セキュリティソフトの頂点にいる人々が語る事件の真相がなかなか面白い「決定版 サイバーセキュリティ」

未改修

 

Blue Planet-worksという日本企業があります。
世界でもこれより優秀なセキュリティソフトは恐らく皆無であろうと言われている「AppGuard」を世に送り出しているメーカーです。
AppGuardが如何にすごいソフトかについては以前の記事に譲りたいと思いますが、世界の最先端を突っ走っているサイバーセキュリティの専門家集団が書き上げた一冊ということで、僕も取扱店云々を抜きにして1冊購入して読んでみました。

昨年、隅田川の花火大会ばりに打ち上げまくった北朝鮮の弾道ミサイル。
打ち上げが失敗したのか、それともワザとすぐに海中に落下させたのか……日本のニュースでも専門家がいろいろ議論していましたが、実はこれ、アメリカ軍のサイバー部隊による妨害行為があったようなのです。落下するミサイルは決まって同じ型式だったことから、恐らくその型式の制御システムを掌握しているのだろうと本書は分析しています。

また同じような時期に、アメリカ軍のイージス艦が民間船舶と衝突する事故が立て続けに発生したのを覚えている人もいるかと思いますが、これも中国辺りのサイバー部隊が民間船の制御を奪って、イージス艦にぶつけてきたのではないか、と見ている専門家の声を紹介しています。確かに一時期に集中しすぎていますし、発生した場所もアジア地域……航行の自由作戦とかありますもんね。

本書では、ほかにもイランの原子炉暴走事件、平昌オリンピックのロシアの報復、日本年金機構、ベネッセ事件などの記憶に新しい数々の事件の裏側で、実はサイバーテロが起こっていたことを詳細に解き明かしています。

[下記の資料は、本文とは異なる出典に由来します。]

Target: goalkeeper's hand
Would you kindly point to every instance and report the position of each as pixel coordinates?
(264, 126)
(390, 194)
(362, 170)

専門家の説明だけに、当時の詳しい経緯を回想しながら、その具体的な手口や仕組みを解き明かしていくところは実に説得力がありました。
サイバーテロは主に証拠が残らないもので、政府も関与を否定するため、本書に説得力がなければつまらない本になっていたと思うのですが、彼らの持つ膨大なノウハウと経験知が本書にこれまでにない強い説得力を与えているところ、さすがだと思いました。

ちなみに一般家庭も油断できないそうで、「クレジットカードの内訳、ひとつひとつ説明できる?」と聞かれると、確かにざっくりとしか見ていないかもな……と思ったり。
日々の生活の中で、たしかにこれ抜かれてるわ……と思わざるを得ない事案をいくつも例にとって、「それでも大丈夫?」と問われると、本気で頷ける人はまずいないだろうなぁ。
Facebook、Google、Amazon、Apple……これらと関わり合いになれば、その企業の支配下に置かれ、結果的にその行動すべてを丸裸にされているというのは、数年前に松井博氏が書いた「企業が『帝国化』する」を読んだときに感じたことにもオーバーラップしてきて、なんとも逃れられない、底の知れない恐怖を感じました。

この本、すごく読みやすいです。
内容が薄いわけではないのですが、朝ちょっと読書するくらいでも、2〜3日で読み切れちゃうあっさりした読み口です。
専門用語をできるだけ使わずに書かれているので、ご家庭でネットサーフィンが趣味の奥さんでも気軽に読めちゃいます。
しかも、たぶん相当程度には知識のある私でも知らないような、感染の仕組みや犯行の手口などの深いところも、本当に平易な言葉でサックリと説明してくれています。
サイバーセキュリティ界の池上彰、といった感じです。

あと、僕も読むまで「最終章はAppGuardの宣伝だろうな」と思っていたら、結局最後の最後までAppGuardについては一言も言及がありませんでした。
あくまで一般向けに、とことんまで分かり易く、世界のセキュリティ事情について説明するところに徹した1冊となっています。

ごく普通の一般個人の持っているクレジットカード情報、1件いくらだと思いますか?
気になったら、ぜひ読んでみてください。
自分が標的にならないのは偶然だとすぐに気づくと思いますよ。